FMCW Radar-Aided Navigation for Unmanned Aircraft Approach and Landing in AAM Scenarios: System Requirements and Processing Pipeline

This paper focuses on the use of Frequency-Modulated Continuous Wave radars as an aiding source to provide precision navigation during approach and landing operations in Advanced Air Mobility scenarios. Specifically, the radar system requirements are delineated through an analysis of operational constraints defined by regulatory guidelines, including approach trajectories and vertiport infrastructure to ensure compatibility with Urban Air Mobility scenarios. A preliminary radar design is proposed which is integrated within a multi-sensor navigation architecture including a GNSS receiver, an inertial measurement unit, and two cameras. The radar is designed to detect high-reflectivity targets placed in the landing area and uses a matching algorithm to associate these detections with their known positions, enabling reliable corrections to the aircraft navigation state.

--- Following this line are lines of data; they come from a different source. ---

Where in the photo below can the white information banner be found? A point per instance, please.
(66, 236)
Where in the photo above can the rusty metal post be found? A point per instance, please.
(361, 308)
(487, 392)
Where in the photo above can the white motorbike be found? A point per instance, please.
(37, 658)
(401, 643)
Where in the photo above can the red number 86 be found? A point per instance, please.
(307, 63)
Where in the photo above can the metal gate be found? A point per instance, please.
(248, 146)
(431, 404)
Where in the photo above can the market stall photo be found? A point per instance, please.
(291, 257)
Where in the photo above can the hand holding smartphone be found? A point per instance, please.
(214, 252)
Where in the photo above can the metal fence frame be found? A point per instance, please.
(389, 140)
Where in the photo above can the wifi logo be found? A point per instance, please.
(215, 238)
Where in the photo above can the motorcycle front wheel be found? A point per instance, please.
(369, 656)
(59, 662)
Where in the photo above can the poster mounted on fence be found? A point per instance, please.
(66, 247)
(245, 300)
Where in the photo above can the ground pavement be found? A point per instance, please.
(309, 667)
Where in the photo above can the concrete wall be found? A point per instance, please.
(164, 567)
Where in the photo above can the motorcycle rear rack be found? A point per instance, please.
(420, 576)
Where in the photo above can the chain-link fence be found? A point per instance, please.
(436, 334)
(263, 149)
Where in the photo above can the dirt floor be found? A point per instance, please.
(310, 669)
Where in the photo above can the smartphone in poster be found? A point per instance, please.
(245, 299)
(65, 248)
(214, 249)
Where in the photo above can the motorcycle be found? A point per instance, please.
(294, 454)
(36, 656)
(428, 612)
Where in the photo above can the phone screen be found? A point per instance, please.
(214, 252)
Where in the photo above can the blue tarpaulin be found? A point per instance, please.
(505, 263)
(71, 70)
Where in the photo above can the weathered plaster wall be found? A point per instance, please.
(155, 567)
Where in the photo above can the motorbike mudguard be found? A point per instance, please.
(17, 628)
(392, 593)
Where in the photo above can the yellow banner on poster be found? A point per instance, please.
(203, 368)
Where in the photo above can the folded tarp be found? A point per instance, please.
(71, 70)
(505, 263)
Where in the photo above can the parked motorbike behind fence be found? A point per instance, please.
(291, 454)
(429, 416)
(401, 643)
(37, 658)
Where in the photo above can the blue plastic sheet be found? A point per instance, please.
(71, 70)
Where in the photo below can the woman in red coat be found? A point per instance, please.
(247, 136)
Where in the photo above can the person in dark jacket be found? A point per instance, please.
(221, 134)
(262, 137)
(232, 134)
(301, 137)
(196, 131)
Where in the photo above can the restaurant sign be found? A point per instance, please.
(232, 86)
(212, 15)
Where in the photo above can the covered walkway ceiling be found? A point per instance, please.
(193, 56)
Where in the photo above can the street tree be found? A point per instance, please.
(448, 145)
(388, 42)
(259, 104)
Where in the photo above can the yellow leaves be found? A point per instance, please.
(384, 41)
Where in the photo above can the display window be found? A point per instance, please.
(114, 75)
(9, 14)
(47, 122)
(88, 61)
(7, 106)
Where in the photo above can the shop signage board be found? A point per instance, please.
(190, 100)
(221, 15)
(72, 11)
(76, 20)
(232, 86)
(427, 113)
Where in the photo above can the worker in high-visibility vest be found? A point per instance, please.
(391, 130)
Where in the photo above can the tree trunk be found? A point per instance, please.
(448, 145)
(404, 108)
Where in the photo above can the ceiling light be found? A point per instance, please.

Radar measurements are tightly integrated into an Extended Kalman Filter alongside data from other sensors, refining the vehicle navigation state estimate and ensuring seamless transitions between long-range and short-range sensing modalities. A high-fidelity simulation environment validates the proposed multi-sensor architecture under different visibility conditions and accordingly disactivating the radar to validate its contribution. The results demonstrate significant improvements in navigation performance when the radar is integrated within the multi-sensor architecture thanks to its important role in providing accurate estimates at high ranges from the landing pattern and during low-visibility operations. The reported statistics of the multi-sensor architecture performance are compared with the assumed required navigation performance in the scenarios of interest, demonstrating the radar contribution and showing the effects of designed radar angular resolution on the multi-sensor architecture.